Tuesday, August 30, 2011

The Datacenter as a Computer: An Introduction to the Design of Warehouse-Scale Machines (Part 1)

Luiz André Barroso and Urs Hölzle Google Inc. The Datacenter as a Computer: An Introduction to the Design of Warehouse-Scale Machines.
The emergence of popular Internet services and availability of high-speed connectivity have accelerated a trend towards Server Side or Cloud Computing. This paradigm is primarily driven by ease of management, ubiquity of access, faster application development and exploiting economies of scale in a shared environment which ultimately allow many application services to run at a low cost per user. The trend towards server-side computing has created a new class of computing systems which the authors named as warehouse-scale computers (WSCs). These warehouse-scale computers operate at a massive scale of tens of thousands of machines and power the services offered by companies like Google, Microsoft, Amazon, Yahoo etc. However, they differ from traditional datacenters as they are generally owned by a single organization, use a relatively homogenous hardware and software platform and share a common systems management layer.

In the first chapter, the authors highlight the tradeoffs and architectural decisions made by Google while setting up their fleet of WSCs in terms of Storage (GFS instead of NAS), Networking Fabric (spending more on fabric interconnect by building "fat tree" Clos networks as opposed investing in high end switches), Storage Hierarchy (exploiting L1/L2 caches and setting up a Local/Rack/Datacenter DRAM and Disk hierarchy and exposing it to application designers) and Power Usage (taking steps towards power-proportional clusters).

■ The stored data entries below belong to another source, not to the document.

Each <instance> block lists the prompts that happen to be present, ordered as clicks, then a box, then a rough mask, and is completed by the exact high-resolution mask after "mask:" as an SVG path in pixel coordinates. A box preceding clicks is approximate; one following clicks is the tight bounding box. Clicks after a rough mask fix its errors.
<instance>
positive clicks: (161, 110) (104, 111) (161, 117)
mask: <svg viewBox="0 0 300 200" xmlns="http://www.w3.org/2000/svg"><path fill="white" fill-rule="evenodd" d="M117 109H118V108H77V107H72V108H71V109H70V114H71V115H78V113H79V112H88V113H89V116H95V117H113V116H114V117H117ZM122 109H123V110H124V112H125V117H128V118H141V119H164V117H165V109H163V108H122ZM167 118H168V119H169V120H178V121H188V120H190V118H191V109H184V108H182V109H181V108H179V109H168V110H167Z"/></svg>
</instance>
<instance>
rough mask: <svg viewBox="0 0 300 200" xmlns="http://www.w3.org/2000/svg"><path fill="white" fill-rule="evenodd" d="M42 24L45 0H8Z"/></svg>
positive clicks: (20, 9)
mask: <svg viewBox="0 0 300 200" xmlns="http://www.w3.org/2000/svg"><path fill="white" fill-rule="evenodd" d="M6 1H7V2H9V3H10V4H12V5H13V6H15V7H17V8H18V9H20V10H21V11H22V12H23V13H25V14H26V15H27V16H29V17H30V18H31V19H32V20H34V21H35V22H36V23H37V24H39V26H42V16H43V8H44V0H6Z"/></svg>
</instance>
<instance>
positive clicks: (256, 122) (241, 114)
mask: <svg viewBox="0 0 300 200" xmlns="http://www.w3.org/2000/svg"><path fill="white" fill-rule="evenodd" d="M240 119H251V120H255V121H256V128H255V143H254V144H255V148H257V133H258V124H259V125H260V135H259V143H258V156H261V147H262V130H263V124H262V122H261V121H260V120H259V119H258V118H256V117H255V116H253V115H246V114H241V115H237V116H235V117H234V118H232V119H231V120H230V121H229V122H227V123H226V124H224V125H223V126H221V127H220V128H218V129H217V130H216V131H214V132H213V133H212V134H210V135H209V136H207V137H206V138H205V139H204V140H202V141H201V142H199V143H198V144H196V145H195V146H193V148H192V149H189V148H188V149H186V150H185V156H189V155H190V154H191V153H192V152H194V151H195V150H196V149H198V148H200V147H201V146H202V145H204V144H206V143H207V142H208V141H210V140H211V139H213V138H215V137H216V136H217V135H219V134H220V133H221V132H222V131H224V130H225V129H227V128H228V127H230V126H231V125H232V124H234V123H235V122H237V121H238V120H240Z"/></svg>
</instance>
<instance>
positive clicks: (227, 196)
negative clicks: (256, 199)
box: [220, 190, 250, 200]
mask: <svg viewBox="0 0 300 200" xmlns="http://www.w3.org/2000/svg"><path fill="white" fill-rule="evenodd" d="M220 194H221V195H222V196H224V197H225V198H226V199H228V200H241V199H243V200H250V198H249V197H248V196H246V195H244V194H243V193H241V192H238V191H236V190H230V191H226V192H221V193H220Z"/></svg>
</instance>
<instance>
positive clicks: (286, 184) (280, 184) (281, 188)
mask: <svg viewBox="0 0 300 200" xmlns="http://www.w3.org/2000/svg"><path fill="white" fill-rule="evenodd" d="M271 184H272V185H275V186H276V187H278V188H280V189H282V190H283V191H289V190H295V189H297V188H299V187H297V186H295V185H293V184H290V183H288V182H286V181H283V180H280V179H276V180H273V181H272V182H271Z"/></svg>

The second chapter gave us a sneak preview into a variety of Google's query workloads: Index Generation, Search and MapReduce based similarity detection in scholarly articles. Due to the nature of these workloads, the entire software stack was designed to achieve high performance and availability (by replication, sharding, load balancing), sometimes at the cost of strong consistency. Overall, the stack was divided into 3 layers:
  1. Platform-level Software: The firmware/kernel running on individual machines.
  2. Cluster-level Software: The distributed system software that manage resources/services on a cluster level. (eg. MapReduce, BigTable, Dryad etc.)
  3. Application-level Software: The software that implements a particular service like GMail, Search etc.
Finally, the authors highlighted the importance of debugging tools in datacenters and briefly compared black box monitoring tools (like WAP5, Sherlock) with Instrumentation-based tracing schemes (like X-trace). Due to a greater accuracy of the latter, Google developed Dapper, a lightweight annotation-based tracing tool.

Above the Clouds: A Berkeley View of Cloud Computing

Michael Armbrust, Armando Fox, Rean Griffith, Anthony D. Joseph, Randy H. Katz, Andrew Konwinski, Gunho Lee, David A. Patterson, Ariel Rabkin, Ion Stoica, Matei Zaharia. Above the Clouds: A Berkeley View of Cloud Computing.
The authors identified three properties that gives Cloud Computing its appeal: short-term usage (which allows for scaling up/down resources based on demand), no up-front cost, and (an illusion of) infinite capacity on-demand. Due to the inherent elasticity and flexibility that cloud computing provides, any application that needs a model of computation, storage and/or communication fits perfectly in this paradigm.

A key decision for any application provider is to whether invest in the cloud on a pay-per-use basis or incur a one-time cost of setting up the whole datacenter. This paper highlighted the reasoning and rationale that should be put in before making those decisions in terms of long term economical benefits and being risk averse in case of load spikes.

Finally, the paper highlighted some key obstacles to the growth of cloud computing, and paired each of them with opportunities that may result:
  1. Availability of the Service: Prevention against DDoS attacks, large scale failures.
  2. Data Lock-In: Losing customer data due to dependence on a variety of service providers
  3. Data Confidentiality: Making sure that the data is secure.
  4. Data Transfer Bottlenecks: Tranferring user data to the datacenter economically.
  5. Performance Unpredictability: Achieving disk I/O performance isolation even though the resources are shared.
  6. Scalable Storage: Making sure that the store achieves scalability, data durability and high availability even as the size of data increases.
  7. Distributed Debugging: Identifying bugs in Distributed Systems.
  8. Scaling Quickly
  9. Reputation Fate Sharing: Identifying adversaries, spammers.
  10. Software Licensing: Solving challenges that result due to proprietary software licensing issues.